Hidden-role games use mystery as a fundamental mechanic. These games end when you know who is who with certainty. In our recent design post, we talked about players’ apprehensions around revealing their character’s identity or goals. Some found it strategic to be completely transparent. So, does that negate the claim of Conspire being a hidden-role game? Our perspective is this decision to be secretive or not enhances the hidden-role mechanics, instead of inhibiting them.

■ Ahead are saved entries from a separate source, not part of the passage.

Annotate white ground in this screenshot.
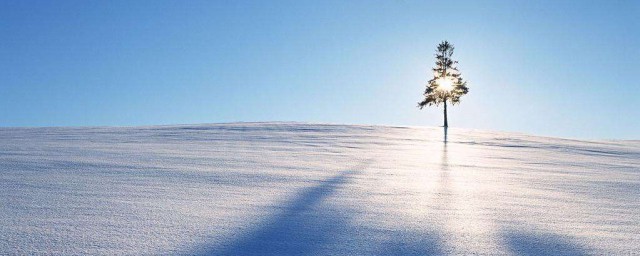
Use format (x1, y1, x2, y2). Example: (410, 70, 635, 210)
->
(0, 122, 638, 255)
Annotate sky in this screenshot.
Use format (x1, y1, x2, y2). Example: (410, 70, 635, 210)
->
(1, 0, 638, 139)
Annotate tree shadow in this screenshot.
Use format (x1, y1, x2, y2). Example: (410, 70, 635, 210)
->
(503, 230, 588, 256)
(194, 164, 446, 255)
(197, 169, 357, 255)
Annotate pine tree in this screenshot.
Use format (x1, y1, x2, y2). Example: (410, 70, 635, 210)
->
(418, 41, 469, 128)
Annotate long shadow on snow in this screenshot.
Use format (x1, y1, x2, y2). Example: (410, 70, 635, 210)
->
(201, 170, 356, 255)
(504, 230, 587, 256)
(199, 167, 445, 255)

Many hidden-role games become rote after several sessions. The objectives are always the same, meaning your strategies follow similar paths. This is still fun; you have to analyze the social dynamics and play to the group. It just means you can logically figure out why people are agreeing or blaming each other. Conspire does not have set goals, meaning players do not know everyone’s strategies. Once you pick up a role, you make active decisions about which goals to prioritize and which goals to keep secret until the right moment. Because of the way goals are setup in Conspire, everyone has a potential opponent (one goal has to “oppose a faction or individual”). This means revealing yourself is risky before you have evaluated the rest of the room. The openness and diplomacy you show towards others can greatly benefit or harm you, without any precedent to guide play.

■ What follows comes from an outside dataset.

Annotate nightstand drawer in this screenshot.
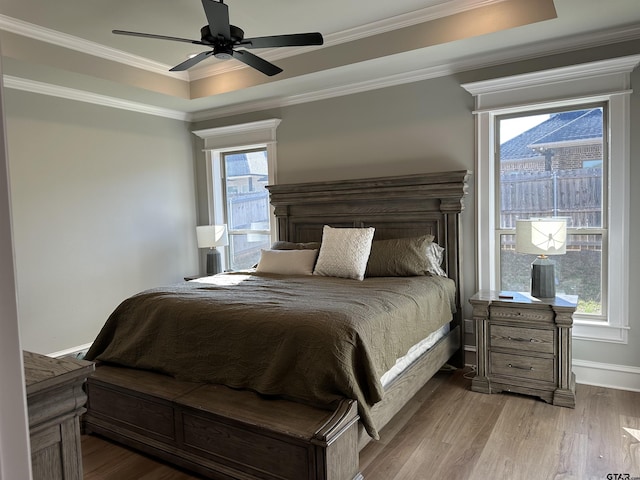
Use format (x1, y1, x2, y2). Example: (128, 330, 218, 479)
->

CPG is all about making players think about their actions. Introducing ambiguities and unknowns into hidden-role games expands the number of choices players make. They have to constantly judge what others are saying, how they are saying it, and their potential motivations for deceit. This information gets weighed against the players’ objectives and they must regularly reevaluate whether certain goals are worth pursuing. The resulting actions are instantly rewarded by seeing nods of agreement around the table or by not drawing ire from spending an influence token to guarantee a goal. It is touch-and-go, seat-of-your-pants, diplomatic negotiation wrapped up in a hilariously absurd context.

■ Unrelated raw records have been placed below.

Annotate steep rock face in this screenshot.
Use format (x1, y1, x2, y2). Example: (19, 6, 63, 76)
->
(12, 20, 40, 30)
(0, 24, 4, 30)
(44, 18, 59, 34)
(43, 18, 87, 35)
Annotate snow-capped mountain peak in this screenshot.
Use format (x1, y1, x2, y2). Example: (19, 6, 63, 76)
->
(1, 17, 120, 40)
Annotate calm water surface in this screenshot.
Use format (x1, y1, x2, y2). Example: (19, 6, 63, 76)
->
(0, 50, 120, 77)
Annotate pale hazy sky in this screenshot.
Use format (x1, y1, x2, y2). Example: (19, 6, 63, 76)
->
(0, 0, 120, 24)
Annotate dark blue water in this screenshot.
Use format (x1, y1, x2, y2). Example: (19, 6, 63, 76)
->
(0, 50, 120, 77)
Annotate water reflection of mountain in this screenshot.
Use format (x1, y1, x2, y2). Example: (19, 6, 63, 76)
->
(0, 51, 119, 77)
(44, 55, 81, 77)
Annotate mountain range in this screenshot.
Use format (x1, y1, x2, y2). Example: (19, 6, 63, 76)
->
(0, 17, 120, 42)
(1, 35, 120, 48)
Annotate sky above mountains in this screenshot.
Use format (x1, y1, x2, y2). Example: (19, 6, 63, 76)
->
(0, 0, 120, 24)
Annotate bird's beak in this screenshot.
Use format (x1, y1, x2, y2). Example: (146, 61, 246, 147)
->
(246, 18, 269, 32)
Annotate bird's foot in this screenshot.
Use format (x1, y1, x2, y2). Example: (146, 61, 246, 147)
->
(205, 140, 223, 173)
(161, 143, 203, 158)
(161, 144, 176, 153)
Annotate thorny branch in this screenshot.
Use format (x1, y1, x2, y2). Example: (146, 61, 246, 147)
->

The comedy arising from influence tokens and differences in goal interpretations leads into CPG’s take on storytelling games. We have previously discussed some inspiration for Conspire’s design. The gist of that post is we like telling stories, we have been heavily influenced by improv comedy, and we want people to enjoy each other’s company. We also want Conspire to be a game with structure, not just a pure narrative exploration. Those are cool too, but can get paralyzed by a lack of limitations and motivations. Conspire has a game-driven springboard to jumpstart stories and a safety net to help players weaker at understanding the complex nature of narrative creation.
Moreover, Conspire needs to be funny and never taken seriously. Sharing deep moments with friends is important; we find the lens of humor makes this easier and more accessible for everyone involved. It also lessens the competitive nature of trying to achieve contrary goals.
Beyond telling a story during the game, the summary of a Conspire game is itself an amazing tale. In a recent playtest, we had a town hall meeting to discuss what to do with the growing witch problem in our village. You see, the witches gained their power from chocolate, which was our town’s only source of income and nutrition. The witches enslaved our children with demonic spirits and forced them to trick-or-treat, thus robbing the town of its resources while empowering the coven. We passed Resolution 72, which banned trick-or-treating and forced children under the age of 18 to work in the cacao mines. With the witches sufficiently sanctioned, we decided to sing a song of togetherness. Unfortunately, a mysterious child used that opportunity to possess the mayor with a demon lord and transformed the possessed children into full-fledged demons. We quickly allied with the demons, relocated our town to Hell, and used the demons as labor. This skyrocketed our GDP, launching the town into newfound prosperity.
That was a fun game. We cannot wait to hear the crazy stories you tell.